Gut Microbiome in Extremely Low-Birth-Weight Infants Influences Lung Damage Development

Recent research published in the journal Microbiome reveals a significant link between the gut fungi microbiome, known as the mycobiome, in very-low-birth-weight (VLBW) preterm infants and the development of oxygen-induced lung injury, particularly bronchopulmonary dysplasia (BPD). Extremely preterm infants, especially those weighing less than 3.3 pounds, often require high oxygen levels and mechanical ventilation, which can damage immature lungs and lead to BPD, a leading cause of mortality among these vulnerable infants.

In a comprehensive study conducted by researchers from the University of Alabama at Birmingham and the University of Tennessee Health Science Center, the gut fungi present in the second week of life, before clinical symptoms of BPD appear, were analyzed. The study examined stool samples collected from infants within the first two weeks after birth. Findings indicated that the diversity and composition of the infants' gut mycobiome differed markedly between those who later developed BPD and those who did not. Notably, bacterial differences were not significant in early stool samples.
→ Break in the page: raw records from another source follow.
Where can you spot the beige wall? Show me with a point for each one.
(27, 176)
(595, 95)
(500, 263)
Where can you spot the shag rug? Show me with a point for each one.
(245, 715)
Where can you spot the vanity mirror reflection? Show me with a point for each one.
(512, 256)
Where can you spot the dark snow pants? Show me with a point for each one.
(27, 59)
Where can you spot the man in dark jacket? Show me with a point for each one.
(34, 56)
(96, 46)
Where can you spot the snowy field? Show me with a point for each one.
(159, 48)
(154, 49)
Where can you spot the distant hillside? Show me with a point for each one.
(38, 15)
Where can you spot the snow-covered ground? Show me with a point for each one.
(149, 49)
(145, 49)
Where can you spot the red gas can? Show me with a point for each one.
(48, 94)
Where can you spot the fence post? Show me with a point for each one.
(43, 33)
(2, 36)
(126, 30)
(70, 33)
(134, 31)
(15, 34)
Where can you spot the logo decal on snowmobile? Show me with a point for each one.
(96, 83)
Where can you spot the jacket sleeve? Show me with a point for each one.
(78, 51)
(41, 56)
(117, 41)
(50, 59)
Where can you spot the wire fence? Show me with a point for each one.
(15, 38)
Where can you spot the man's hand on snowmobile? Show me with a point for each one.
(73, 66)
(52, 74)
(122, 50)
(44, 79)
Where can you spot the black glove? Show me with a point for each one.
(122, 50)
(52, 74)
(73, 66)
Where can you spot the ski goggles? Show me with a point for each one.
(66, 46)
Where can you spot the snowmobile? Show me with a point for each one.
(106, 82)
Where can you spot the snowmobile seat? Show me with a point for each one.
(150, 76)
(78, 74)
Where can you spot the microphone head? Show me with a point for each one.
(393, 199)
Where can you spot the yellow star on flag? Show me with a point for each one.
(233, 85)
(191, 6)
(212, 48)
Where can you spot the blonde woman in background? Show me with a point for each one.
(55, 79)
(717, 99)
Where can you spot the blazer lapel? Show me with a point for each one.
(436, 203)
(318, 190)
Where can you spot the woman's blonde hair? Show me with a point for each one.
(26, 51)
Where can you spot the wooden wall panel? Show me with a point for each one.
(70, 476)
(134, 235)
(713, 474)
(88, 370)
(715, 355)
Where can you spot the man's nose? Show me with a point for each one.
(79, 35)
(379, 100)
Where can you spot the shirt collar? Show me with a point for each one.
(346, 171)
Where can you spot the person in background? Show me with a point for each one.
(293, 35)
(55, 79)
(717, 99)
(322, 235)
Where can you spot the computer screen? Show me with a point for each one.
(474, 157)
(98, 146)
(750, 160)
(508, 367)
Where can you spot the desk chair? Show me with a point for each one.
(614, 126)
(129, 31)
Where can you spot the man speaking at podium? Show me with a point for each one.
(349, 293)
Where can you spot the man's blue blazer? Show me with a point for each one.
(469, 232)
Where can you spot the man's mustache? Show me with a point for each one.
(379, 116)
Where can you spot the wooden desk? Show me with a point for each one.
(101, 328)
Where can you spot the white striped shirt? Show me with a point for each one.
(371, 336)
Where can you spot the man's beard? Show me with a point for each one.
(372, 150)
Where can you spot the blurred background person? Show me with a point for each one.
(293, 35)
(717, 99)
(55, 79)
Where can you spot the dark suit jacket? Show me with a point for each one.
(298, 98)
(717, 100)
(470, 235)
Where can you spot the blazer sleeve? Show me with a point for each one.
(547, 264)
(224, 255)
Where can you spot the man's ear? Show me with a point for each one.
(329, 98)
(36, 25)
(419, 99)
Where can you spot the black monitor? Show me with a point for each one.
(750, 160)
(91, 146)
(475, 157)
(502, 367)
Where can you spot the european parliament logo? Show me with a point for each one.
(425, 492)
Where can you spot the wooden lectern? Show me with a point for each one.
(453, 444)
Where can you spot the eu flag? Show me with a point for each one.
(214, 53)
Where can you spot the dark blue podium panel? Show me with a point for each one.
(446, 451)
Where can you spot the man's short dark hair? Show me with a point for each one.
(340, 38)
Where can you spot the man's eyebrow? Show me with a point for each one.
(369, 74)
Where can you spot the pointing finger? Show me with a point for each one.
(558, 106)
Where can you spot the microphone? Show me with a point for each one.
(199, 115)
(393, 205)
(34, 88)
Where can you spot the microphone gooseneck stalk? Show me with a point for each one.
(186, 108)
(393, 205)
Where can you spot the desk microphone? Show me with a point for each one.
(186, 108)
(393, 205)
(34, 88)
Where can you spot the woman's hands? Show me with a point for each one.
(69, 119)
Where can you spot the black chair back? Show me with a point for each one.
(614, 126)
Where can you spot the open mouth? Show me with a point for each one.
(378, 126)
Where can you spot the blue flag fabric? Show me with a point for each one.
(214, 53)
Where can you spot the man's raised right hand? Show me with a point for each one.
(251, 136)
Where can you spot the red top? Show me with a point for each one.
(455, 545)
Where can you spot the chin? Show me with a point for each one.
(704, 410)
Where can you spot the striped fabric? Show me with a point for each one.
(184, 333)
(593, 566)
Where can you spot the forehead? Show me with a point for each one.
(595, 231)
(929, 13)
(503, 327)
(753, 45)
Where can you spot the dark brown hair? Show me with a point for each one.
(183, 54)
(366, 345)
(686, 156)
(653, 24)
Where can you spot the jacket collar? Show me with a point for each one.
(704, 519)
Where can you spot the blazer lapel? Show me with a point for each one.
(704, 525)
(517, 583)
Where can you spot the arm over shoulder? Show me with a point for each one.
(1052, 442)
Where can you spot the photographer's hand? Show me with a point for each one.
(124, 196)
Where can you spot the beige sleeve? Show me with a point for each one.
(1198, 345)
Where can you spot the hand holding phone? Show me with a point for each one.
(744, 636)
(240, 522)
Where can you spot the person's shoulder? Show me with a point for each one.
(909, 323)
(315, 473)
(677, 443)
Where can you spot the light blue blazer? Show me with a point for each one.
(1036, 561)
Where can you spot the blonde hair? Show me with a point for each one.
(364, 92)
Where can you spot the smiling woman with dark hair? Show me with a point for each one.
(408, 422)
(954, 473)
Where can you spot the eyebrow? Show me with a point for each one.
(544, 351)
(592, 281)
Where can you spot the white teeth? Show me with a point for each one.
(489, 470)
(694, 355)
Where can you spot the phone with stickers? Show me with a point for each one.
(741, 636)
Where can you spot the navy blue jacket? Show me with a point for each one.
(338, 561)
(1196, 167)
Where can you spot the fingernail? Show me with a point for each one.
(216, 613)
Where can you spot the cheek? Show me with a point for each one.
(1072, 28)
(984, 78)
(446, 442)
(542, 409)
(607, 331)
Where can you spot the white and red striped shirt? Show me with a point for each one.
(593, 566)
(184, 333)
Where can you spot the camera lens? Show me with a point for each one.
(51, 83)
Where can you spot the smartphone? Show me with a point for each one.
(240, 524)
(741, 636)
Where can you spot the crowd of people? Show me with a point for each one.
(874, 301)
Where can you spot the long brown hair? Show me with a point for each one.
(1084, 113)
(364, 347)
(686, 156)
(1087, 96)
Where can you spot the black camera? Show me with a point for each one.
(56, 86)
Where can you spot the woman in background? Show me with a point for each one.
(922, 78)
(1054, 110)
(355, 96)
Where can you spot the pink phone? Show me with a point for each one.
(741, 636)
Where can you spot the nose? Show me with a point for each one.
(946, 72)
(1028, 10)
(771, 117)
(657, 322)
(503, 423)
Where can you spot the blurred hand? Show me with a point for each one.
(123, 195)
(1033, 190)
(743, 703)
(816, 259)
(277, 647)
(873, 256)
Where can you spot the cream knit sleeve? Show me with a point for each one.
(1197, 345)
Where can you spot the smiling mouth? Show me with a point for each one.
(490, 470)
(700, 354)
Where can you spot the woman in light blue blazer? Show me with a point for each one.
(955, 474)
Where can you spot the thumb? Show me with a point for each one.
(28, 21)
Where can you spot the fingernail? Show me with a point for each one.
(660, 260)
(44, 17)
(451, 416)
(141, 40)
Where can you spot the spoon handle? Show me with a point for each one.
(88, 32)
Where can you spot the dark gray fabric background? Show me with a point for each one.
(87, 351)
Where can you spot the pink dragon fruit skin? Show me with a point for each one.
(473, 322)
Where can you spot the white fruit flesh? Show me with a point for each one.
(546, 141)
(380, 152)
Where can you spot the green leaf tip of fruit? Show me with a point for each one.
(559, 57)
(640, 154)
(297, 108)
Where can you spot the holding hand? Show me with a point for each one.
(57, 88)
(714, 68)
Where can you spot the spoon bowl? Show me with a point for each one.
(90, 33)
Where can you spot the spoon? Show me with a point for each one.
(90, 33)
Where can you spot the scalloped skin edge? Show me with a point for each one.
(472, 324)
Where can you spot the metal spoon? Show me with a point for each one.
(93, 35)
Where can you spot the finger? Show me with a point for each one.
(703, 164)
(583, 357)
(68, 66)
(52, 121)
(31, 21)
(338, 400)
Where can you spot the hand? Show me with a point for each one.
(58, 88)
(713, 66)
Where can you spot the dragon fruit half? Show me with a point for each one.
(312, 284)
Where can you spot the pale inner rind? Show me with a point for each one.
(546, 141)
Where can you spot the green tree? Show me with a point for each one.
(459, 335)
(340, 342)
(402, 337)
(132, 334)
To explore causality, researchers transferred stool samples—either associated with BPD prediction or not—into female mice to observe the effects. Mice receiving stool associated with BPD exhibited more severe lung injury, echoing the human condition. Furthermore, when antifungal treatments were administered to the dams of these pups, the severity of lung damage was reduced, suggesting that fungi play a causal role in lung injury. Conversely, increasing fungal colonization with a Candida species intensified lung injury in the mouse model.

Dr. Kent Willis, one of the lead researchers, commented that initial fungal colonization patterns in the gut might influence the development of BPD in preterm infants. The research highlights the potential for targeting the gut mycobiome as a therapeutic strategy to prevent or mitigate lung damage in these infants. The study underscores that a balanced and uniform fungal community may confer resistance to BPD, while discordant mycobiomes could predispose infants to disease.

This investigation adds a new dimension to understanding neonatal lung disease, emphasizing the importance of the gut microbiota, particularly fungi, in early development and long-term health outcomes in preterm infants.